The Gaming Inspection and Coordination Bureau of Macau released the casino revenue data in May, which showed a yearly growth of 9.3% but fell short of analyst expectations of 13-15%. In response to the news, Macau-gaming-related stocks, such as Las Vegas Sands (NYSE:LVS), Wynn Resorts (NASDAQ:WYNN) and MGM Resorts (MGM) plunged around 2%-6% in the last trading session. Although some people may consider that the price decline was overdone since the revenue growth still maintained at a high single-digit percentage, smart money, in my opinion, should launch short positions in these stocks or at least stay on the sidelines in the next few months, based on the following reasons:
1) Impact of Beijing's efforts to combat corruption and money laundering
Casino revenue data in May is an alarming signal echoing previous investor concerns over the impact of the crackdown of corruption and money laundering on the casino operations. Under the leadership of President Xi, the China government has been committed to combating these illegal activities and has implemented strict measures in Macau from time to time, such as requiring monthly reports from casinos and junkets on suspicious transactions and players. Since then, the number of high rollers and government officials who used to be spotted betting millions has dwindled. In addition, China UnionPay, an issuer of credit cards, recently shut down the illegal use of cards and POS terminals in Macau, restricting touts in the mass halls of casinos from helping gamblers to access cash from their cards through bogus purchase transactions. Such measures contributed to the below-expectation casino revenue growth in May. According to the Congressional-Executive Commission on China, there are "ill-gotten" funds worth of $202 billion channeling through Macau each year. As an effective means to combat corruption and money laundering, more policies pinpointing Macau casinos can be expected from the Beijing government.
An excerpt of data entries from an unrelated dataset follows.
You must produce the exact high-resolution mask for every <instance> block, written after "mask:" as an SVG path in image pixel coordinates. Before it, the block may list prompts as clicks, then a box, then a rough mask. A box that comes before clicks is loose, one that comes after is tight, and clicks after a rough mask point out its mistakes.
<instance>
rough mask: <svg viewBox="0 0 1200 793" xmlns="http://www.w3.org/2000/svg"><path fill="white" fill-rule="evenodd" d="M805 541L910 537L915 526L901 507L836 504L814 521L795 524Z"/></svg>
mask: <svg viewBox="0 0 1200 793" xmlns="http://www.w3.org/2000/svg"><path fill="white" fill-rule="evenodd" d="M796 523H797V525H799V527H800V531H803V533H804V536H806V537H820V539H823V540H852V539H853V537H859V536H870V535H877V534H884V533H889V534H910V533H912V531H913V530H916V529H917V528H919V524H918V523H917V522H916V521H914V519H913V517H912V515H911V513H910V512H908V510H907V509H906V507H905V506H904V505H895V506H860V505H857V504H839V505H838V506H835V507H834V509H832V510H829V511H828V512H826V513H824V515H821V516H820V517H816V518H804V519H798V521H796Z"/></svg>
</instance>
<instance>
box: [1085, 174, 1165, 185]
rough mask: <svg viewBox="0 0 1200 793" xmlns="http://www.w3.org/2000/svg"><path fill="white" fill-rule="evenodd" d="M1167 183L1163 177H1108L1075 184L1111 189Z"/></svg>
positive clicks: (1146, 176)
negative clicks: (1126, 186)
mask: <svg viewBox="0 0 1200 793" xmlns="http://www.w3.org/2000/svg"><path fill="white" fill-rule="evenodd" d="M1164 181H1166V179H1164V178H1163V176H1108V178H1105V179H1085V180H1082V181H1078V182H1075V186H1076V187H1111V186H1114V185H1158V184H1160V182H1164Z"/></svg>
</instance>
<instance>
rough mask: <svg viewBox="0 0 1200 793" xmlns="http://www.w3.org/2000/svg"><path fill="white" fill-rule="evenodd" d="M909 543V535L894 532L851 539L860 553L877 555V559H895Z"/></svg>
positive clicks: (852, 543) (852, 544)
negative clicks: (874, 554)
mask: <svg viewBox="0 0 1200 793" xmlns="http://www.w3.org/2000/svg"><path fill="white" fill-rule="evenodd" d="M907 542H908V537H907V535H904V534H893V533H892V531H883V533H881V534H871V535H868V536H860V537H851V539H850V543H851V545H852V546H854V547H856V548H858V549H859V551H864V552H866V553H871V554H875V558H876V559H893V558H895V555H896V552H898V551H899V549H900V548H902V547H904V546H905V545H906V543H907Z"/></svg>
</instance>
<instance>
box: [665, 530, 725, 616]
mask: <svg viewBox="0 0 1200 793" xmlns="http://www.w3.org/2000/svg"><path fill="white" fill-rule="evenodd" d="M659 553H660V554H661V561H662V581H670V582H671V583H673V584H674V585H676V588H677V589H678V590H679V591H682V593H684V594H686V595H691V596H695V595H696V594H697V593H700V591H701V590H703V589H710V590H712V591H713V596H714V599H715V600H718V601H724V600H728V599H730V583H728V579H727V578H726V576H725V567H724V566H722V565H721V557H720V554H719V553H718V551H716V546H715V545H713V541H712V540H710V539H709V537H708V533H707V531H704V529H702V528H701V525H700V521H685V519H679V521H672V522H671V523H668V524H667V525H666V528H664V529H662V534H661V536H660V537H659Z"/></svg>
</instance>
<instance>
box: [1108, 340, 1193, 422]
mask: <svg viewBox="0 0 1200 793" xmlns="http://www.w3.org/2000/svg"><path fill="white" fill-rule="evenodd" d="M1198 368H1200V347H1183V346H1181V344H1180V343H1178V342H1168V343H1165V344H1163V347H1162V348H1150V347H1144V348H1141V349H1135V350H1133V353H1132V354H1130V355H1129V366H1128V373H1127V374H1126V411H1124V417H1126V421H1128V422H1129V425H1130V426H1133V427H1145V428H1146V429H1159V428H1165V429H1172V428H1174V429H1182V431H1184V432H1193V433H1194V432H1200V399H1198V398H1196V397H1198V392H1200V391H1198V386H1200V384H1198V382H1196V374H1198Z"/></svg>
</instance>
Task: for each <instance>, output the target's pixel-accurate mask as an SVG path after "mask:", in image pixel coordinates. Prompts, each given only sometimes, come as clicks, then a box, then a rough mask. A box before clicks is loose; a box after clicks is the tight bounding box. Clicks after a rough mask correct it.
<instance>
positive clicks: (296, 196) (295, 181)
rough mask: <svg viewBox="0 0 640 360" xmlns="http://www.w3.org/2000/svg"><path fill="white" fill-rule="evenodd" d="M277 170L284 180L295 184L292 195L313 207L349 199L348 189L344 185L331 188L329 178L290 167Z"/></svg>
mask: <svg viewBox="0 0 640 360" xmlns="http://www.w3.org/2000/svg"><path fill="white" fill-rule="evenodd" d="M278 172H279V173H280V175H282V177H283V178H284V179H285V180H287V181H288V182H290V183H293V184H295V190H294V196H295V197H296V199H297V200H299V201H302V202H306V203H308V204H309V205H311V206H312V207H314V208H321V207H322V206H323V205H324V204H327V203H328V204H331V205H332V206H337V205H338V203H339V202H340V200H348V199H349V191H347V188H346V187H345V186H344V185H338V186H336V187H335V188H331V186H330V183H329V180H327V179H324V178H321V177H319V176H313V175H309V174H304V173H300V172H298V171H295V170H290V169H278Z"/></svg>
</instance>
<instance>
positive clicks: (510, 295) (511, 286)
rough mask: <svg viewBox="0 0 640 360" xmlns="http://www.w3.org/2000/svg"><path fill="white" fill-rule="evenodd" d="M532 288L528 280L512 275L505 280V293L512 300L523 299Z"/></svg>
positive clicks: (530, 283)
2) June data could be a big miss due to the World Cup
World Cup could definitely keep gamblers away from casinos and the market seems underestimating this World Cup effect which poses the threat of first yearly revenue decline in the past five years. In 2010, the Macau gaming revenue suffered a 20% monthly fall during the World Cup period. If the gaming revenue experiences the same percentage drop in this June, it could amount to MOP25.9 billion (80% of MOP32.4 billion), representing an 8% yearly decline from MOP28.3 billion in June 2013. The negative figure could possibly stun the market and create huge downward pressure on the stock prices in the sector.
3) More unfavorable policies to come, without positive catalysts
According to Southern Metropolis Daily, the Macau government is studying the possibility to place a measure starting from this July to shorten the number of days mainland transit visitors allowed to stay in Macau from 7 days to 3-5 days. Moreover, the smoking ban in the mass halls of casinos will be enacted in October, which may largely reduce the time of smokers staying at gaming tables, or may give gamblers time and opportunities to consider leaving during smoking breaks. On the other hand, the legislative bill that would legalize casino gambling in Japan is only expected to be passed in an extraordinary session in the autumn. Therefore, I do not see any substantial catalysts that can force a rebound of the sector in the next few months.
4) Weak price action
(Source: Finviz.com)
Since March 2014, both of the above charts have experienced turnarounds and established clear downtrends. Despite the historical highs achieved by DIA and SPY during the same period, both LVS and WYNN were generating negative returns for their investors. LVS has been unable to break the downward trend line (lower highs), while WYNN failed to break the resistance at $220 with its release of impressive 2014Q1 results. The RSI of both stocks remained under 50 most of the time since the beginning of March. If DIA and SPY start to consolidate from their peaks, it is highly probable that the price action of LVS and WYNN would become even weaker and their downtrend would be sustained. Do not trade against the trend. For long-term investors who believe in the fundamentals and the growth story of the companies, it is wiser to wait until a clearer picture is revealed at the release of June Macau casino revenue data and their Q2 results.
Final remarks
Total revenue | Revenue from Macau operation | Percentage | |
LVS | 4.01 | 2.72 | 68% |
WYNN | 1.51 | 1.13 | 75% |
MGM | 2.60 | 0.94 | 36% |
(Source: Press release of 2014Q1 financial results, in billions)
LVS and WYNN generated 68% and 75%, respectively, of their revenues from Macau for the first quarter ended 31 March 2014. Meanwhile, Macau is their most important engine for business growth. In case Macau's casino revenue is suffering a downturn, their financial results of 2014Q2 will be severely affected. In my belief, short positions would reap a considerable profit in the next months.
Disclosure: I have no positions in any stocks mentioned, but may initiate a short position in LVS, WYNN over the next 72 hours. I wrote this article myself, and it expresses my own opinions. I am not receiving compensation for it (other than from Seeking Alpha). I have no business relationship with any company whose stock is mentioned in this article.